Lung Support™ contains Bergamot which is uplifting, has natural anti-depressant properties, and helps you to relax, regain self-confidence and support self-love, self-worth, self-acceptance. Bergamot helps you step out of your own fears of not being good enough, and habits of holding back for fear of rejection. It instills validation within, allowing you to release abandonment wounds, accept your own authenticity, and release the need for approval, any worries about the opinions of others and relieve feelings of incompetence, inadequacy, or worthlessness by helping you step into our own confidence and empowerment.
This blend works best when topically applied over the lungs or around the ears. It can also be deeply inhaled and allowing yourself to gently release intense emotions with your exhale as a powerful strategy to allow you to micro-dose emotional release.
Small Intestine Support™ to Set Strong Boundaries
To heal abandonment issues, you need to tap into your true inner sense of self without the influence of those who abandoned you. This means learning to set strong boundaries and advocating for yourself.
Boundaries can also help you release people pleasing and over-giving tendencies so that you can prioritize yourself and stop prioritizing other person’s needs above your own.

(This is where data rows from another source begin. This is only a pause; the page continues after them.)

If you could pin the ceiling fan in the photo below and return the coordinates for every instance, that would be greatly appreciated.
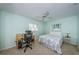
(45, 15)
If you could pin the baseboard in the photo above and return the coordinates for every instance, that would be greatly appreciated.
(7, 48)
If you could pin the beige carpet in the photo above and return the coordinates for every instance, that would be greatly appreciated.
(39, 49)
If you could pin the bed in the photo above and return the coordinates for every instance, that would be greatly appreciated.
(53, 40)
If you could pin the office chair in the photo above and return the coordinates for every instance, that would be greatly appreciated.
(27, 40)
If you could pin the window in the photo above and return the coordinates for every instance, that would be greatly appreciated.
(33, 27)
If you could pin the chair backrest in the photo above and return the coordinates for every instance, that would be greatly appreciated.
(28, 36)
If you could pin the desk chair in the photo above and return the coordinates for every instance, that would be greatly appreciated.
(27, 40)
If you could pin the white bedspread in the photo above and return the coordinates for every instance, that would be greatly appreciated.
(53, 42)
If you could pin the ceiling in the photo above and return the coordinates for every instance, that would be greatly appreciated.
(36, 10)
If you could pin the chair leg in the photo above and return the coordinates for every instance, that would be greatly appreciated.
(30, 47)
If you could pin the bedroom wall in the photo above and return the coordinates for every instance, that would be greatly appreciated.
(12, 24)
(68, 24)
(0, 30)
(78, 30)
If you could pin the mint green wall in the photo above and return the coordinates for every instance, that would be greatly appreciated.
(67, 25)
(11, 25)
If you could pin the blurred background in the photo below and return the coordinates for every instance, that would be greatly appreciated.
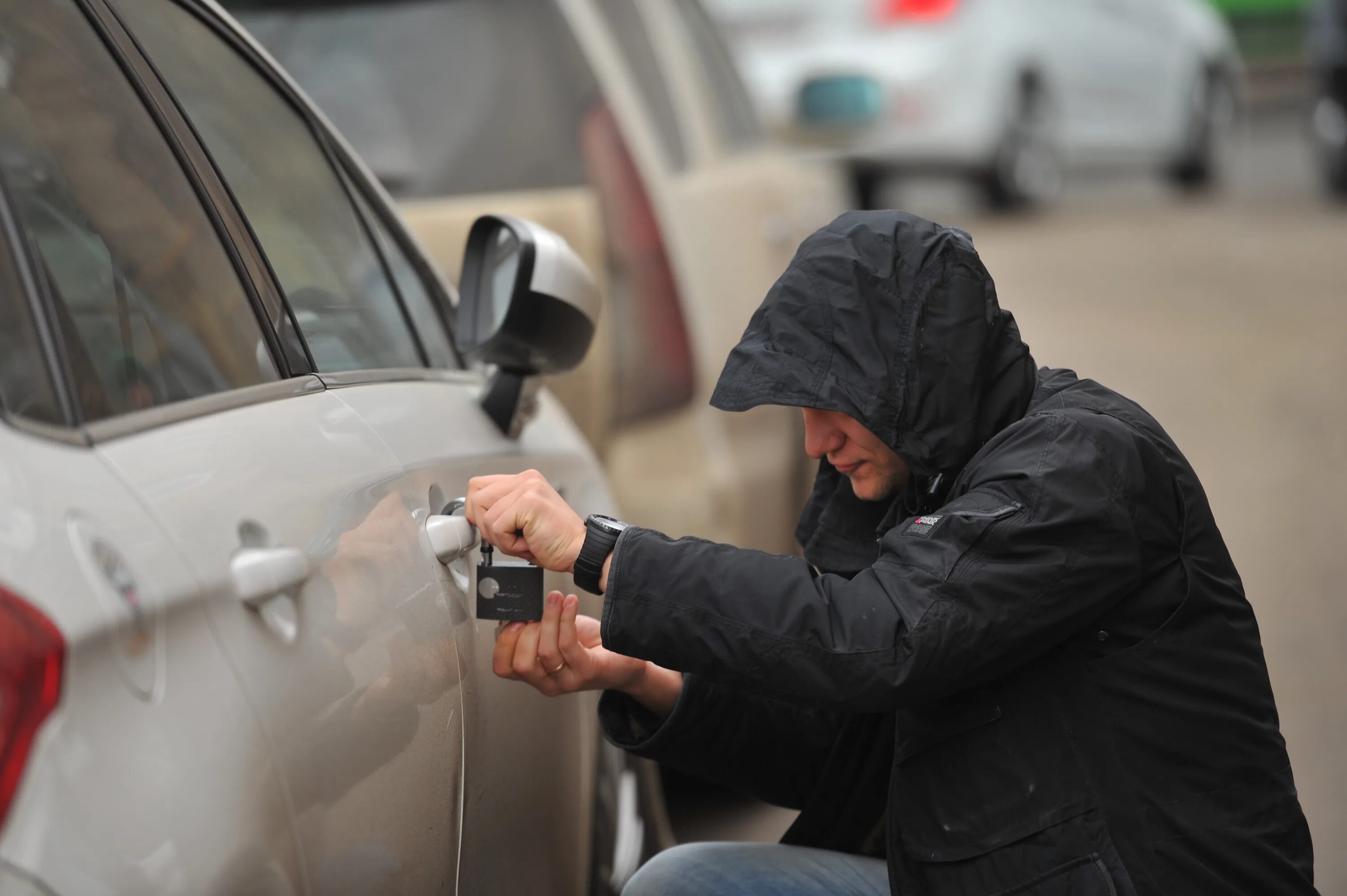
(1156, 186)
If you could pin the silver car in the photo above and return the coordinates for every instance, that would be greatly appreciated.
(238, 650)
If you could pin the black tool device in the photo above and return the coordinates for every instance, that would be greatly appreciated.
(508, 591)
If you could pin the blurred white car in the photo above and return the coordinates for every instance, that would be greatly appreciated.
(1009, 92)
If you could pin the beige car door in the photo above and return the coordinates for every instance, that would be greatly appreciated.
(295, 514)
(733, 209)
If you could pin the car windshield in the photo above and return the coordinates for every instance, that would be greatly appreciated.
(441, 97)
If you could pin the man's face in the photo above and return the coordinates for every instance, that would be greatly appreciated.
(875, 471)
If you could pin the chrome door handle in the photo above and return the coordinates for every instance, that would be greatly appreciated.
(450, 537)
(263, 573)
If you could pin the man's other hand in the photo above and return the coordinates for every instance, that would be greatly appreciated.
(524, 517)
(563, 654)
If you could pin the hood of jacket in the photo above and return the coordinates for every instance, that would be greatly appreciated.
(894, 321)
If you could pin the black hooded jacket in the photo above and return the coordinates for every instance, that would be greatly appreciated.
(1034, 673)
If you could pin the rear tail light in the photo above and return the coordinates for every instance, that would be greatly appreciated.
(652, 353)
(899, 11)
(31, 657)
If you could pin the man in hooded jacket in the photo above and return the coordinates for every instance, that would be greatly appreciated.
(1032, 670)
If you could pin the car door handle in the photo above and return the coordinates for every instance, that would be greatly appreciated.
(263, 573)
(450, 537)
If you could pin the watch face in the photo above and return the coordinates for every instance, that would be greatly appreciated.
(605, 523)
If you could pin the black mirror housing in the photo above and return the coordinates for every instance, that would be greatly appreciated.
(527, 302)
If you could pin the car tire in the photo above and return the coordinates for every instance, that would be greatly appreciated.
(1329, 130)
(1026, 171)
(868, 184)
(631, 822)
(1202, 158)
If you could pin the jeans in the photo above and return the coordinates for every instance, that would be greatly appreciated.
(757, 870)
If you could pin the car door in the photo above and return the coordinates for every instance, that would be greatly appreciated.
(347, 639)
(118, 301)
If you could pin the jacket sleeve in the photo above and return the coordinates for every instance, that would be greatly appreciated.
(1042, 542)
(751, 744)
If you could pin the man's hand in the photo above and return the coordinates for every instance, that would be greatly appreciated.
(524, 517)
(563, 654)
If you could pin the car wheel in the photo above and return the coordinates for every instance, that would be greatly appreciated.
(1027, 167)
(1329, 124)
(868, 185)
(631, 822)
(1207, 138)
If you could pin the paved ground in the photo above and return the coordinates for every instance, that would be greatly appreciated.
(1228, 320)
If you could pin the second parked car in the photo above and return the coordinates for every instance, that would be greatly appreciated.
(1011, 93)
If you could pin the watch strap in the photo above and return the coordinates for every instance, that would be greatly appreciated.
(589, 565)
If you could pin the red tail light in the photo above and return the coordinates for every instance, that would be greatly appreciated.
(654, 357)
(896, 11)
(31, 657)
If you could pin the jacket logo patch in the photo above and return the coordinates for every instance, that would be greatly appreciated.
(922, 526)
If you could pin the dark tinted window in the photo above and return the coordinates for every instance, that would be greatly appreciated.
(25, 380)
(344, 301)
(441, 97)
(149, 305)
(736, 118)
(415, 295)
(628, 27)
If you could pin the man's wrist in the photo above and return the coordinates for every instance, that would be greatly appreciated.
(656, 689)
(573, 552)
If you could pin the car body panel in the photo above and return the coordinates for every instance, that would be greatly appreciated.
(153, 775)
(731, 219)
(368, 756)
(337, 738)
(526, 797)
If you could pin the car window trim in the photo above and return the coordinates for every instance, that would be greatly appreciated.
(341, 158)
(116, 427)
(37, 294)
(344, 379)
(197, 166)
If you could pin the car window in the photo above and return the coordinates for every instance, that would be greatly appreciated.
(149, 305)
(25, 380)
(629, 31)
(736, 118)
(440, 97)
(415, 295)
(345, 303)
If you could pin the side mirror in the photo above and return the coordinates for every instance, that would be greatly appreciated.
(527, 303)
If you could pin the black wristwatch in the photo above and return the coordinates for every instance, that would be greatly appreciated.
(600, 537)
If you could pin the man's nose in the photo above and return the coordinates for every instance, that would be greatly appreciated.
(821, 438)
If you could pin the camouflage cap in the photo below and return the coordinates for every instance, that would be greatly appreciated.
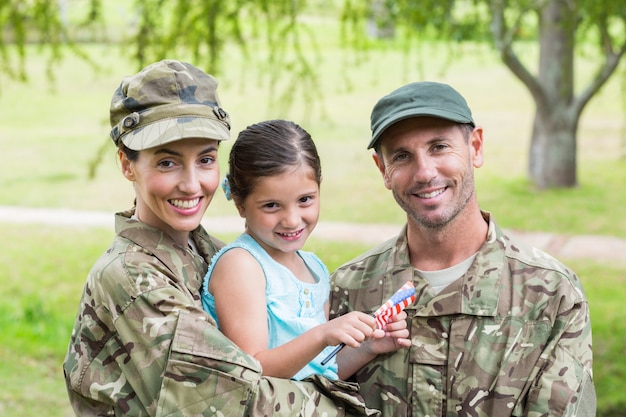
(164, 102)
(425, 98)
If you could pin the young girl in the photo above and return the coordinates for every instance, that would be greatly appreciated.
(267, 295)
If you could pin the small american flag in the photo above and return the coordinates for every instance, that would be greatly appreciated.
(402, 298)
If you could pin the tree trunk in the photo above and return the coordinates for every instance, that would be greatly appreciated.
(552, 159)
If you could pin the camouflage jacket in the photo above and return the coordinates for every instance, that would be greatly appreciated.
(512, 337)
(143, 346)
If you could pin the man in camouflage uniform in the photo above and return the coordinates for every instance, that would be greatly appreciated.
(499, 328)
(142, 344)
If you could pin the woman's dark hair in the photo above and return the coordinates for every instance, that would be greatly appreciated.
(266, 149)
(130, 154)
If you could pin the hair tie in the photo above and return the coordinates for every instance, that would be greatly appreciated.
(226, 188)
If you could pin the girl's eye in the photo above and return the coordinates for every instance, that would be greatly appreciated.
(207, 160)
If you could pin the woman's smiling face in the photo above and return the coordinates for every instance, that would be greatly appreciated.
(174, 184)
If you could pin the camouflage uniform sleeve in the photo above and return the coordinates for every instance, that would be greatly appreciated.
(142, 346)
(564, 385)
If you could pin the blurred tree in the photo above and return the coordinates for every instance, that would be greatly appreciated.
(563, 30)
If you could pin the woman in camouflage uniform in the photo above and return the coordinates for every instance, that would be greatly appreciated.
(141, 344)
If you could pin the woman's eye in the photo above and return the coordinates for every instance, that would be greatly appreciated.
(166, 164)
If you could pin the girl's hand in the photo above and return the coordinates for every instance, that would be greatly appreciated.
(395, 336)
(351, 329)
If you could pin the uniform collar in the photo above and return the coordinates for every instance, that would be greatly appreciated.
(476, 293)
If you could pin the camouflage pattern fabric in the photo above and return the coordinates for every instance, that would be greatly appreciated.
(511, 338)
(164, 102)
(143, 346)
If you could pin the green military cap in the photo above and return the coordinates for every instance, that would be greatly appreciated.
(167, 101)
(424, 98)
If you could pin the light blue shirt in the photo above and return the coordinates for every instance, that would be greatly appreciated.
(293, 306)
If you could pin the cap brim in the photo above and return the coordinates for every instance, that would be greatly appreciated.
(416, 112)
(173, 129)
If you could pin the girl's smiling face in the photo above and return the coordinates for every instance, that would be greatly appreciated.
(282, 210)
(174, 184)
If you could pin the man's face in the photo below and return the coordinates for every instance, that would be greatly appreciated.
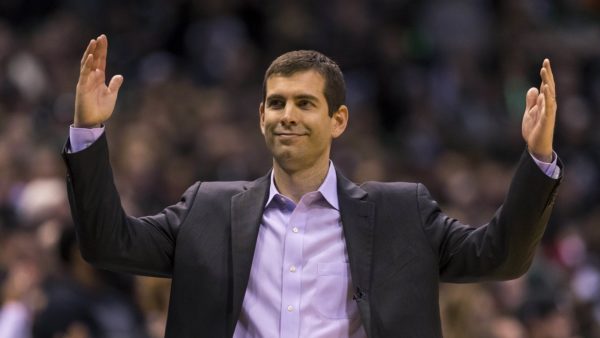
(295, 122)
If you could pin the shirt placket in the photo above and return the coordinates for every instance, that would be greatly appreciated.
(291, 288)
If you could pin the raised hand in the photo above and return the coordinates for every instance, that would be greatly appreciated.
(94, 100)
(540, 115)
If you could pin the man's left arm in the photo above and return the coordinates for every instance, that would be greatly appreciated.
(504, 248)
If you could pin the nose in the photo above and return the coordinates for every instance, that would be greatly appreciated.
(290, 115)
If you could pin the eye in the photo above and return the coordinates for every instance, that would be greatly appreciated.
(305, 104)
(275, 103)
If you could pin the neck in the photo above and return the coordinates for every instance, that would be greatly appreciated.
(295, 183)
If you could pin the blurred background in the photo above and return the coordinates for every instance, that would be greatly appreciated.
(436, 94)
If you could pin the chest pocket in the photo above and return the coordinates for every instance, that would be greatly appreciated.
(334, 291)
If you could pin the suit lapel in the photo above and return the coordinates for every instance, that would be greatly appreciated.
(357, 220)
(246, 214)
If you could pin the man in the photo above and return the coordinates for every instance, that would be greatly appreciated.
(302, 251)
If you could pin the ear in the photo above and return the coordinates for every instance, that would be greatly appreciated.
(339, 121)
(261, 113)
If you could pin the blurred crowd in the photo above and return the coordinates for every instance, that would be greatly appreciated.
(436, 92)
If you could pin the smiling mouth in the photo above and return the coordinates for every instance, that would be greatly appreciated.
(288, 134)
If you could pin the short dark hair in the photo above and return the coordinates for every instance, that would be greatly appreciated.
(304, 60)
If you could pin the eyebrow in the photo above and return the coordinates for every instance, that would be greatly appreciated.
(296, 97)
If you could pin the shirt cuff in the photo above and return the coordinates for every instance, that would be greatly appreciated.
(81, 138)
(550, 169)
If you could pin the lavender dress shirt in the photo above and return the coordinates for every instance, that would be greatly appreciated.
(300, 283)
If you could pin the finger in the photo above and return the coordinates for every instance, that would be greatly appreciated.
(86, 69)
(530, 98)
(541, 100)
(548, 68)
(102, 51)
(550, 104)
(88, 50)
(115, 83)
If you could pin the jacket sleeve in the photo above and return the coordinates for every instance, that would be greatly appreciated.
(503, 248)
(108, 237)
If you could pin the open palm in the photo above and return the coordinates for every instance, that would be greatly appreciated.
(94, 100)
(540, 115)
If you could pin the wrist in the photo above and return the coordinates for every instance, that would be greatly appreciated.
(545, 156)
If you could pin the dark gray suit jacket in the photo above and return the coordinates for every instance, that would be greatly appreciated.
(400, 245)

Small Intestine Support™ helps support positive boundaries and confidence to assist in bringing a sense of peace to our lives. Abandonment issues may impact your boundaries with others. For example, if you feel like you need to subvert your own needs to make others happy or perform certain roles for others, your boundaries get compromised.
The small intestine plays a critical role absorbing and assimilating nutrients while preventing harmful pathogens and toxins from entering the body. On an emotional level, the small intestine plays a similarly discerning role, helping to maintain healthy boundaries. It is also an area where we can hold abandonment wounds fueled by feelings of lack of self-worth, low self‐esteem, loneliness, neglect and anxieties about survival and success.
Small Intestine Support™ can be smelled or applied around the ears. You can start on the bottom of the ear at the earlobes and gentle massage upward along the exterior of the ear, hitting many of the major reflexology points. This article and chart show specific points on the ears for specific issues.
Open Heart™ to Support Vulnerability
Your heart center helps you regulate your emotions and access feelings of love, forgiveness, acceptance, and confidence to support vulnerability.
Heart™ blend was formulated to balance the heart to support, integrate and reset all the systems of the body, including mental clarity, physical health and emotional balance. The heart is our body’s reset button. By applying Vibrant Blue Oils Heart blend over the heart, it helps return the heart to balance, and strengthen our ability to heal abandonment wounds.